Trailing 17-13 late in the third quarter, Dungey and the Syracuse offense took over at their own 11-yard line. Wake Forest had all of the momentum, and the offense had been struggling throughout.

Dungey took the snap and rolled to his right. Wake Forest sent an extra rusher, who came through the line untouched. Dungey stopped, cut back to his left to avoid the sack. He stepped up in the pocket just as another Wake defender came free.

Keeping his eyes downfield the entire time, Dungey spots Brisly Estime darting across the middle. He throws a 35-yard semi-sidearm dart. Estime catches it with the defender diving to try to deflect the pass. He races the rest of the way untouched into the end zone.

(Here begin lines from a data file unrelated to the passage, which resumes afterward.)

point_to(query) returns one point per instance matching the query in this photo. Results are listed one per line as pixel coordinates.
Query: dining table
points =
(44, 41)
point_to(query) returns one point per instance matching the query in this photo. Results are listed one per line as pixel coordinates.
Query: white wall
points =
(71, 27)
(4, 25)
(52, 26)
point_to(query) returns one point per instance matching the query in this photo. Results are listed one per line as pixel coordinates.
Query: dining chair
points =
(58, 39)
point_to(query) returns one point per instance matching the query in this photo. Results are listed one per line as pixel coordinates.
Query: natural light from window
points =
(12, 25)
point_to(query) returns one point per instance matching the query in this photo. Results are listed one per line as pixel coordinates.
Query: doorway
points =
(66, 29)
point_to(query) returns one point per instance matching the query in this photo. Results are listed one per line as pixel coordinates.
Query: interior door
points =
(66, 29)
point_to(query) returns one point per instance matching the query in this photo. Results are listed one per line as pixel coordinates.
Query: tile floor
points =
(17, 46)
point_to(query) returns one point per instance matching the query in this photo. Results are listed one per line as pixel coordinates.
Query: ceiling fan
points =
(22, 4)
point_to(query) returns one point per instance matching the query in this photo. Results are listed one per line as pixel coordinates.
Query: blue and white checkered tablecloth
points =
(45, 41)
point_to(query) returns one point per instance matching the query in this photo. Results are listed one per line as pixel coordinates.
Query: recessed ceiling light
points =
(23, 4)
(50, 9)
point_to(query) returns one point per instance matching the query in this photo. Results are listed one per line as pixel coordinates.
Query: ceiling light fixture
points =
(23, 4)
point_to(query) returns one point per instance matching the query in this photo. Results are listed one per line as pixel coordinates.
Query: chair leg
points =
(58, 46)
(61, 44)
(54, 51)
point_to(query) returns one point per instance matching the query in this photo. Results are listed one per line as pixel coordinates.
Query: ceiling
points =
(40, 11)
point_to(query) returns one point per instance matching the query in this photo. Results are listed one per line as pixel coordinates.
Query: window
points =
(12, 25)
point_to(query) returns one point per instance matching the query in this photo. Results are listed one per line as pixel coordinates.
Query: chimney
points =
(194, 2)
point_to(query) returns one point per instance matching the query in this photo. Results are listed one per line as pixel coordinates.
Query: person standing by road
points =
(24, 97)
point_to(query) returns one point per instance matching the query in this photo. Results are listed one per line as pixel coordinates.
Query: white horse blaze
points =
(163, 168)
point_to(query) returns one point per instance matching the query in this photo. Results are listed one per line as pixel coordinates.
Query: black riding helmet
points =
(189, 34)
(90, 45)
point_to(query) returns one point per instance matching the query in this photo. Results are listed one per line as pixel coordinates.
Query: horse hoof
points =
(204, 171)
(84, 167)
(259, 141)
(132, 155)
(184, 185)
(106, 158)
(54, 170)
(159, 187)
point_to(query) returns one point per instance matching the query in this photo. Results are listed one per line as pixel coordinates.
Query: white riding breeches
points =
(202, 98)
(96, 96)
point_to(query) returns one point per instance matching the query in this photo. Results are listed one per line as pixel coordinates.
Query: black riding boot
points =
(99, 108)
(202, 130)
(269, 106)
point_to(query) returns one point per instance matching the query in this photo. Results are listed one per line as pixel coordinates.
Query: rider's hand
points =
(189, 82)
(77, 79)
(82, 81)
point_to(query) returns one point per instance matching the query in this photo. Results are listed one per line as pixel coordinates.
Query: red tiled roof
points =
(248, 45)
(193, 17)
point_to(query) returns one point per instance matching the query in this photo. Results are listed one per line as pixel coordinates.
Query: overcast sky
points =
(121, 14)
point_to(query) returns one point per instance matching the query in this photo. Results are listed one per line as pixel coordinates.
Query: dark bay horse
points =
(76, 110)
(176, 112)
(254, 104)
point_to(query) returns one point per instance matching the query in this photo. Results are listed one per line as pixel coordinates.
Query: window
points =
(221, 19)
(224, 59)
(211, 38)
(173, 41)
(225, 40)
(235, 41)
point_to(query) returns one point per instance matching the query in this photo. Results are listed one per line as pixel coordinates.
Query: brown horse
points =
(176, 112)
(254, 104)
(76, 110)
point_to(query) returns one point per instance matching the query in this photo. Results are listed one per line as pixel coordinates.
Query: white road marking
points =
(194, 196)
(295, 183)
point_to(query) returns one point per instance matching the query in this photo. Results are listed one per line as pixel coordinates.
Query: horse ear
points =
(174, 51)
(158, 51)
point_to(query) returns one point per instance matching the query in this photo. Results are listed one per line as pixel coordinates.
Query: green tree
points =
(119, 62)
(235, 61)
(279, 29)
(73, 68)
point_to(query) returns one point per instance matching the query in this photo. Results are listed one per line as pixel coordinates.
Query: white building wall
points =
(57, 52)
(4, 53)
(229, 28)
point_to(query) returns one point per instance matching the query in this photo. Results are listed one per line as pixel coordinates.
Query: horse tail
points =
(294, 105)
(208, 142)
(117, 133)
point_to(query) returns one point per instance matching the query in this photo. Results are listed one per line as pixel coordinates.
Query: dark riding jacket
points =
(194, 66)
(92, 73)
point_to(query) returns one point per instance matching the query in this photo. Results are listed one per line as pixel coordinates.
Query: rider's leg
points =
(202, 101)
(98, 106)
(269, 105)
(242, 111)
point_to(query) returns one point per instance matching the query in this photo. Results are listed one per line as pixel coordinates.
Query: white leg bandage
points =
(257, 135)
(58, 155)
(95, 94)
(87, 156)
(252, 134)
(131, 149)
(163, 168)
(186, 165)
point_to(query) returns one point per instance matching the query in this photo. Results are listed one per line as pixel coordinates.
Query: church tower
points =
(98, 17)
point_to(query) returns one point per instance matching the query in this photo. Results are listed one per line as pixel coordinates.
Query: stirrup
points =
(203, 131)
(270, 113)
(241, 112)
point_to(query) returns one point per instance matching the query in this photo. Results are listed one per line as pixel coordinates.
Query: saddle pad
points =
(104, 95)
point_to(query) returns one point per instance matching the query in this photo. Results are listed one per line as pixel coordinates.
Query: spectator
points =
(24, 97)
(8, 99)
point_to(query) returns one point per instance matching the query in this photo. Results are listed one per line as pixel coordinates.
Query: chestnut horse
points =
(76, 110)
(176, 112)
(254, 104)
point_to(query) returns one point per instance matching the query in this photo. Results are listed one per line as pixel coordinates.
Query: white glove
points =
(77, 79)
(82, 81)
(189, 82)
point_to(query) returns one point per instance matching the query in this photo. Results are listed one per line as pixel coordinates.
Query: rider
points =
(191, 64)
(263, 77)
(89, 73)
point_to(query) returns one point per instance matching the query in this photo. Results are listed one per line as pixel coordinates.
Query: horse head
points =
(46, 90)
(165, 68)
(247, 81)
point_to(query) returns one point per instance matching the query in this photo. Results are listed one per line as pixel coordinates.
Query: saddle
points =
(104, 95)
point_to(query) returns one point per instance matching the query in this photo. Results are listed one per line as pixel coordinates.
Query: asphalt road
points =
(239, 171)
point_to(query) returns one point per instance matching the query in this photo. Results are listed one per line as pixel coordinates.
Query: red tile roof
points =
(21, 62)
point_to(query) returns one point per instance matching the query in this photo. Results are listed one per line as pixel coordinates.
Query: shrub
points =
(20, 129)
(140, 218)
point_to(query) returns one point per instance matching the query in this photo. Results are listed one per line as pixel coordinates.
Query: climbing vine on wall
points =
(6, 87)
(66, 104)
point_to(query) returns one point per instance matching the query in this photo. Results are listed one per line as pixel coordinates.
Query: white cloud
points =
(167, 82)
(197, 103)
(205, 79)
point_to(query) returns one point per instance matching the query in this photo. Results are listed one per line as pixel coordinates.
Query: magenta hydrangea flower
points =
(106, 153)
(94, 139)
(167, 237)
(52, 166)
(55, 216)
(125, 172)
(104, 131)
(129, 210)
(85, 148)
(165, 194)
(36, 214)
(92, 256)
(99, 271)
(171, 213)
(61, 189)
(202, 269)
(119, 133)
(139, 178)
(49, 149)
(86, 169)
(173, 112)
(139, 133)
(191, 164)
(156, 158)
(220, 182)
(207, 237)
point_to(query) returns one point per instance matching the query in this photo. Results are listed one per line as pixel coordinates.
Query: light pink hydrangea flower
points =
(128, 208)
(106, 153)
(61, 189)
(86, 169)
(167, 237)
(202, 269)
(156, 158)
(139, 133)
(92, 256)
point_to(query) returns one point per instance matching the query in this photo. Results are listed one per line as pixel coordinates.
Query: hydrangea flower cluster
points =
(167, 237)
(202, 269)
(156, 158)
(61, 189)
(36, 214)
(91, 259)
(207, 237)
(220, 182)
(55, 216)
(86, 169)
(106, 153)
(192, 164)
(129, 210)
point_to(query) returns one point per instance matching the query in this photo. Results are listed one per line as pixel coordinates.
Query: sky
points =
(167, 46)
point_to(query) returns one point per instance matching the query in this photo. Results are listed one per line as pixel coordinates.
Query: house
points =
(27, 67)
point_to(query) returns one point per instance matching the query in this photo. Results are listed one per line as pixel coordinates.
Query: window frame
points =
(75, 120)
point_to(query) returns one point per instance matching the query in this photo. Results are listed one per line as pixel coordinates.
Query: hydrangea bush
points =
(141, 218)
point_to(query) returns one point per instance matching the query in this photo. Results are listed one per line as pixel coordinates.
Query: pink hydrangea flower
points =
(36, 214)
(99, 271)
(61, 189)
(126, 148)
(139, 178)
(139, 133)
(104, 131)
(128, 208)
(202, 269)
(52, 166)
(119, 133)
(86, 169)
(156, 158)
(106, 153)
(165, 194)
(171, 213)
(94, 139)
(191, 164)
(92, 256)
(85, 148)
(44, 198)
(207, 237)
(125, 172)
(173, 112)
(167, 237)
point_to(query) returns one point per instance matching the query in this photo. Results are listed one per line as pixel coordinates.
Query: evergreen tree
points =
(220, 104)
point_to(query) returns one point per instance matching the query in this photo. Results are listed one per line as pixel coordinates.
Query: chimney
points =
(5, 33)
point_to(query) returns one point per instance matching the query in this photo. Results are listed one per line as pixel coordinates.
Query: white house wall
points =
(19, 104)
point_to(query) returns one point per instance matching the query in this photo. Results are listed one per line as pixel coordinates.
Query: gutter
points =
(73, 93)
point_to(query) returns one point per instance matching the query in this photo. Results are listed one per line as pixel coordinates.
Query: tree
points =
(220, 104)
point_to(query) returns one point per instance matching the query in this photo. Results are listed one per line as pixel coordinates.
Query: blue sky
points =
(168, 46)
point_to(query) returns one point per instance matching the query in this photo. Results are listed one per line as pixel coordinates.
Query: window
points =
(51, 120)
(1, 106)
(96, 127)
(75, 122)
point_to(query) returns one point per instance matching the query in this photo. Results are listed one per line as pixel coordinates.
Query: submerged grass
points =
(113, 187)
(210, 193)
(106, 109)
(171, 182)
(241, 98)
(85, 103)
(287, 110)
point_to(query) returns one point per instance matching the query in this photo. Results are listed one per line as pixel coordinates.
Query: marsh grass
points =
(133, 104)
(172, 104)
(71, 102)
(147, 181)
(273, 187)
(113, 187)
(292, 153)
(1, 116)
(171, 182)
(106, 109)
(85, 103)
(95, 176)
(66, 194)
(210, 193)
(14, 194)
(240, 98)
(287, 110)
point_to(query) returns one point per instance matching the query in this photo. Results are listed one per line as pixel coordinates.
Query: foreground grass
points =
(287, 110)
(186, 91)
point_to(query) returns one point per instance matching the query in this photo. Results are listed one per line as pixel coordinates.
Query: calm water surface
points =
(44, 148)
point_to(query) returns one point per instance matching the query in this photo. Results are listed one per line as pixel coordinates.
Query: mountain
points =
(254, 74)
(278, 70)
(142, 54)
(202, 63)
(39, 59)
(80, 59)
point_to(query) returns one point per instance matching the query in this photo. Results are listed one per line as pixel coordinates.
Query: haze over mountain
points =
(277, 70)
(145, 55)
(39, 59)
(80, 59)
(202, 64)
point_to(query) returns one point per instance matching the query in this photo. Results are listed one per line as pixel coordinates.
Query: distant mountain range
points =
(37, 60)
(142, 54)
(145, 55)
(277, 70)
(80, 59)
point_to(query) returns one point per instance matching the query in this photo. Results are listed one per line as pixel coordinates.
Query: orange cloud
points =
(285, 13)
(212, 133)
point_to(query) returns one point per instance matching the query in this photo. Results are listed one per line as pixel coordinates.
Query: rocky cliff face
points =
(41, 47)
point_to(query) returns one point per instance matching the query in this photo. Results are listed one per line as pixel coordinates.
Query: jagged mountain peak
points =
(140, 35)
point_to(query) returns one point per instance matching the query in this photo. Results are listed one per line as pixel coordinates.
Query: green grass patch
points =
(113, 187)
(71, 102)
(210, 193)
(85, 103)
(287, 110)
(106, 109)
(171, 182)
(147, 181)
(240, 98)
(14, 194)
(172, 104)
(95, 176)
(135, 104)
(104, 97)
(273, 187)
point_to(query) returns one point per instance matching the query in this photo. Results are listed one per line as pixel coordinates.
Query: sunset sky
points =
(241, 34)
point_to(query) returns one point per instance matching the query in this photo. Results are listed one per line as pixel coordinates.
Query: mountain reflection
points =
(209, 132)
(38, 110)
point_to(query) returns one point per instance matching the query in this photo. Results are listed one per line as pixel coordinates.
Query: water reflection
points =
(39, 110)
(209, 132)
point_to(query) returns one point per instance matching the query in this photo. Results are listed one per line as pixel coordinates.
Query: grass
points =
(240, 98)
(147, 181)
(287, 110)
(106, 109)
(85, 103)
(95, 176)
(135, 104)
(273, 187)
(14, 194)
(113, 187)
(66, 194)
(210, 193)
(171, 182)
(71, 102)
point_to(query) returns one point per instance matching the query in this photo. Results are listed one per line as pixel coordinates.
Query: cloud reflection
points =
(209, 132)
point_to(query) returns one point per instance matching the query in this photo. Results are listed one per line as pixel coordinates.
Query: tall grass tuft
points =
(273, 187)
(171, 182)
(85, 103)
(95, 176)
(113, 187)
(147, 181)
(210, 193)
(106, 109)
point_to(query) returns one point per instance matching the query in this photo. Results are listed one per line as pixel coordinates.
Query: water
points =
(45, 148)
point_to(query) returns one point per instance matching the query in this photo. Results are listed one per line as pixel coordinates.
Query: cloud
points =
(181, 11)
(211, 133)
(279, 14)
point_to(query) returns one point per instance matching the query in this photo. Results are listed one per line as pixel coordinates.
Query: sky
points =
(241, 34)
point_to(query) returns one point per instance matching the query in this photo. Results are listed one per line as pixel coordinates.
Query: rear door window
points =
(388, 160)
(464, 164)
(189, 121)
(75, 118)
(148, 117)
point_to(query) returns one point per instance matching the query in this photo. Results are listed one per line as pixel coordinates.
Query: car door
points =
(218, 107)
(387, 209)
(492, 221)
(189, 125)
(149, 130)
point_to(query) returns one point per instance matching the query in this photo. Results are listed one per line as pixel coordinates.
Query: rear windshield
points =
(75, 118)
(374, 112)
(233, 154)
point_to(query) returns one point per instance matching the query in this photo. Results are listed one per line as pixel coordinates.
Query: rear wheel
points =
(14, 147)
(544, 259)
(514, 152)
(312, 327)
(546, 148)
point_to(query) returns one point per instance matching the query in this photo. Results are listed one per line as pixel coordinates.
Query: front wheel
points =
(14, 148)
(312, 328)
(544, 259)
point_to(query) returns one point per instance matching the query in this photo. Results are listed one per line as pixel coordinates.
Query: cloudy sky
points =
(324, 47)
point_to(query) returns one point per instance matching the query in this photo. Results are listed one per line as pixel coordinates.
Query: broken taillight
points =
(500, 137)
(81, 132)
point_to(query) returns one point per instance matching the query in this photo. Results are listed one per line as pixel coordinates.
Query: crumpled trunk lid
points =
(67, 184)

Syracuse takes the lead 20-17.

The game against Wake Forest was arguably the most important on Syracuse’s schedule. It was the epitome of a swing game. For Syracuse to accomplish their goals in 2015, they simply had to beat the Demon Deacons. Dungey’s touchdown pass to Estime may have been a season defining one.

“I saw him keep his vision with pressure in his face, which is really hard to coach,” Shafer said. “He does some things that are hard to coach.”

But he wasn’t done there.

After the Syracuse defense forced a punt, the offense had the ball and the lead. A chance to run some clock and seal the deal. But that would only happen if they could score for a second consecutive possession.

Facing a third and 10 at Syracuse’s own 29-yard line, Dungey rolled to his left. He found Kendall Moore down the sideline, floating the ball over the outstretched arm of a linebacker who had underneath coverage. The ball was perfectly placed and Syracuse got the first down.

Two plays later, Dungey had yet another big time throw. He found Steve Ishmael along the right sideline, placing the ball over the cornerback and under the safety. Ishmael ran past the safety and walked into the end zone for a 53-yard score.

“Ever since the first day he came, I knew that he was something special,” Ishmael said. “Just his character off the field. Humble guy. He throws the ball really good. I always told him, ‘just keep your head up and keep working. Even if you’re not starting, just keep on working. You never know what could happen.’

“He came in last game and played pretty good. He was confident, he wasn’t nervous. He came in and started yelling. I was kind of scared myself when he started yelling. He’s a great person and I love the kid. I’m just looking forward to continuing to roll with him and play with him.”

Dungey struggled in the first half. No question about it. But his ability to shake that off and make plays to lead Syracuse to victory is the big takeaway from this game.


18 pt
18 pt


“Proud of Eric’s efforts,” Shafer said. “He wasn’t feeling it in that first half. We brought him along and then we started to see some of those things that we recruited. That was kind of fun to watch right there.”